We’ve heard employers say to us, ‘I’d take a UT student over another student knowing the experience they’ve had.’”

Angela Wozencroft

 

Since the beginning of the pandemic, Camp Koinonia as a sleepover camp has been on hiatus. Last spring, Wozencroft, Griffiths, and their colleagues created a virtual version of the camp experience that included five videos of activities and camp songs that were shown over a four-week period to 500 special education students in Anderson, Blount, and Knox Counties.

For spring 2022, the staff is preparing several options, depending on the status of the pandemic. “Our hope is to do some version of an in-person camp,” says Wozencroft, “either as a day camp or back to the original sleepover model. We’ll plan both until we hit the point where we know we can do one way or the other. We hear older campers say ‘I miss camp.’ It’s sweet to hear.”

Camp Koinonia has always depended on the generosity of donors. “The support we receive from donors goes toward funding scholarships for campers whose families cannot afford the cost of attending camp,” says Wozencroft. “Gifts help ensure that no child is turned away due to inability to pay. Additionally, donations are used for special services that are needed at camp, such as nursing, and in the purchase of camp equipment and materials. Without the generous donations such as these, we would not be able to hold camp each year. We are extremely grateful for the philanthropic support of our alumni.”

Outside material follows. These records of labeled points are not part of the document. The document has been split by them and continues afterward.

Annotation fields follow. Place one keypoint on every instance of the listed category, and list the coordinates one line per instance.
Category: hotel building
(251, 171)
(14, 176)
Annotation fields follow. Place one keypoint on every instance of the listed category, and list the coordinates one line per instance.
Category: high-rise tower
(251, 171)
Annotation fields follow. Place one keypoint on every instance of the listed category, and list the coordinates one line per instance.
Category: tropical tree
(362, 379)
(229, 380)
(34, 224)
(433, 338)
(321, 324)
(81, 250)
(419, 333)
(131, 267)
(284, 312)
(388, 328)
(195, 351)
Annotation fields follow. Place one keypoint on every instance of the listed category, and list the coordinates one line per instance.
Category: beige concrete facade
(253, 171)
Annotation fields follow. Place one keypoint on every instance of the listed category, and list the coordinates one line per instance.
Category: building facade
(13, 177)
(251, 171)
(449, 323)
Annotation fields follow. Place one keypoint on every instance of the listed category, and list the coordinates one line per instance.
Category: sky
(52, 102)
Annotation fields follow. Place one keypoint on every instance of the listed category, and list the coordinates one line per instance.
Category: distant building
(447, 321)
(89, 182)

Rachel Smith (’07, ’09) served as a Koinonia counselor for five years and wrote grant proposals for two years while working on her undergrad and graduate degrees. After UT, Smith earned her PhD in early therapeutic recreation at Indiana University and went to work for Tyson Foods in Arkansas, developing the talents and skills of its workforce. There Smith began Camp Acacia, based on the Koinonia model, and welcomed more than 100 campers.

At the same time, Smith and her family established the Camp Koinonia Internship Endowment at UT, supporting a paid internship for a graduate student working at the camp.

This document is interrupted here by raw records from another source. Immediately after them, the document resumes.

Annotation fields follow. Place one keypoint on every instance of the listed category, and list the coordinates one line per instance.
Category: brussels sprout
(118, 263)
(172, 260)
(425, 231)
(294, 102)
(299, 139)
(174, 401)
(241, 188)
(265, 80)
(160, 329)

“The Koinonia experience really touched her,” says Wozencroft. “It was her passion, and it means the world to us that she continues to think of us.”

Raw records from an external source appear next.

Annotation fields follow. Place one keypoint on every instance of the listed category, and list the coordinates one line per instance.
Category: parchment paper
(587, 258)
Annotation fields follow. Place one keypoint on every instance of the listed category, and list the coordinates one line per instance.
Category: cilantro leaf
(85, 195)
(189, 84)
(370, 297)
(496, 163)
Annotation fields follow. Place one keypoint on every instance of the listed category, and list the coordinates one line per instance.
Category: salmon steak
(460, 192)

Emma Barnhardt Feick (’20), from Franklin, Tennessee, was a psychology major at UT when she dropped off her 16-year-old brother, Spencer, at Camp Koinonia in 2017.

“I had no clue what Koinonia was,” she remembers, “but seeing everybody there so excited to go to camp and seeing the impact it had on Spencer, I immediately changed my major to recreation and sport management with a concentration in therapeutic recreation because it was a better fit for what I wanted to do, which is to work with people with disabilities. I took the course to be a Koinonia counselor and worked there twice.”

Feick started her master’s degree in fall 2021 and is the recipient of the endowment established by the Smith family. She’ll be a co-director in the spring and do a lot of the behind-the-scenes work with planning. And she does it all for campers like her brother.

“Spencer has gone back every year since,” says Feick. “He talks about it all year long, always wondering who his counselor will be and if he’s going to see people he remembers there. That’s his place.”